Let me tell you a story about the time when the general theory of relativity is published …
In General Theory of Relativity, published in 1915, Albert Einstein proposed that gravity bends the path of light.
And in 1936, at the urging of an amateur scientist, he wrote a brief paper about an optical illusion due to this bending (path of light) that means…multiple images of one astronomical source located behind another. With near-perfect alignment, a full “ring” (like structure) should appear around the intermediate, lensing object.
“Of course, there is no hope of observing this phenomenon directly,” Einstein wrote. In his cover letter, he thanked the editor of Science for his “cooperation with the little publication, which Mister Mandl squeezed out of me. It is of little value, but it makes the poor guy happy.”
Today, the elegant phenomenon of “strong” gravitational lensing—the case when multiple images can occur—makes many astronomers happy. Even though such gravitational lenses are uncommon, many have been found and studied, with Hubble playing an important role.
So let’s dive into this amazing concept of Einstein Ring…
One of the main examples of the gravitational lens effect is the Einstein ring phenomenon illustrated at right. According to general relativity, gravity causes a deflection of light by the gravitational field of a massive body. In this case, a galaxy bends the light emanating from a galaxy that is directly behind it, focusing the otherwise divergent light into a visible ring.
The angular size of the Einstein ring is determined by the amount of mass—both stars and dark matter—enclosed within it.Under their stronger gravity, more massive foreground galaxies produce larger Einstein-ring images of galaxies in the background. Measuring the mass of galaxies is a difficult, but fundamental, task of astronomy. Lensing, when it occurs, is perhaps the most direct method.
The more-distant galaxy is the “source,” and the intermediate galaxy is the “lens.” If the source, lens, and observer are closely aligned, the gravity of the lens will bend some light rays from the source onto new paths towards the observer.
To the observer, these bent rays appear as if they originate at points on the sky displaced from the location of the lens. Indeed, rays from multiple paths around the lens and at different clock angles may arrive at the observer, creating multiple images of the source.
In the case of a near-perfect alignment, light rays can be bent towards the observer all around the lens, creating the appearance of a full Einstein ring,
Now you think how scientists will find out capturing these types of galaxies?
Any two objects that are found close together in the sky, but are located at vastly different distances, are prime candidates for gravitational lensing.
By sifting through all the Sloan spectra of large, luminous galaxies, astronomers have discovered hundreds of new, bright candidates, which are usually massive elliptical galaxies in front of more distant, faint, star-forming galaxies.

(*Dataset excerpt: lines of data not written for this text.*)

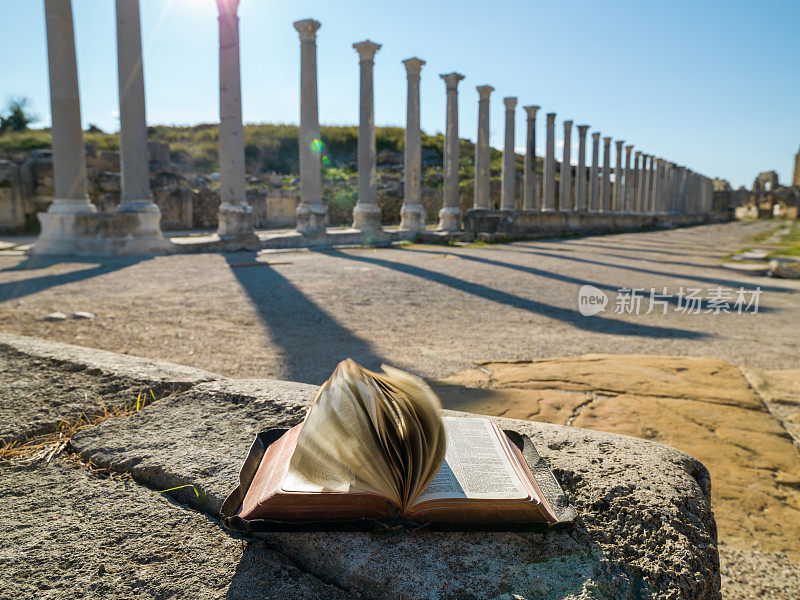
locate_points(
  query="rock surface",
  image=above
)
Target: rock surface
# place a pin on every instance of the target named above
(645, 529)
(70, 534)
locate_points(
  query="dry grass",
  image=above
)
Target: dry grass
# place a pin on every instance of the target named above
(48, 445)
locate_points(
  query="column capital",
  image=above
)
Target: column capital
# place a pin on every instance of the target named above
(307, 28)
(484, 91)
(413, 65)
(451, 80)
(366, 50)
(228, 7)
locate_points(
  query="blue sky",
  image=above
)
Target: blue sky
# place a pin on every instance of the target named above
(713, 85)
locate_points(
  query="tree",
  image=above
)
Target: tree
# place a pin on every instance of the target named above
(16, 116)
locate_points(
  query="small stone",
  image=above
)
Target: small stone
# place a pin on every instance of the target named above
(79, 314)
(56, 316)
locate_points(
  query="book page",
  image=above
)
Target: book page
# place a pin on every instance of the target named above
(475, 465)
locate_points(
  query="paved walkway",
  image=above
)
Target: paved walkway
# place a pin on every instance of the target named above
(434, 310)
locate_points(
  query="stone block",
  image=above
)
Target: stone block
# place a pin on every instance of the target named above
(645, 526)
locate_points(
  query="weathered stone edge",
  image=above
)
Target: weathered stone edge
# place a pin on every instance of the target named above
(104, 361)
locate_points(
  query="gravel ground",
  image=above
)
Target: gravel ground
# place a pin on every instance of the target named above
(435, 310)
(70, 534)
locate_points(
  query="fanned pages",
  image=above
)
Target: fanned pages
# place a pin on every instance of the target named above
(373, 432)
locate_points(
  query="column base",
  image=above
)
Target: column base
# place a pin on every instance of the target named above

Another question why we observe this ?
An Einstein ring does not unambiguously tell how mass is arranged within the lensing galaxy. Nevertheless, the arrangement of mass is important for understanding the physical structure of the galaxy and its evolutionary history.
We can solve this problem by measuring the distribution, or “spread,” of stellar velocities within the lensing galaxy: the faster the stars move, the more the mass must be concentrated towards the center of the galaxy, for gravity to balance centrifugal force.
In the future, Scientists expect that spectra from large ground-based telescopes will provide improved measurements of the velocity distributions in individual lensing galaxies, which will improve the accuracy of the measured mass distributions. This will lead to a better understanding of the relationships between the mass distribution and other properties of galaxies, such as the luminosity and the history of star formation.
Sometimes an illusion is much more than it appears, as with Einstein’s rings.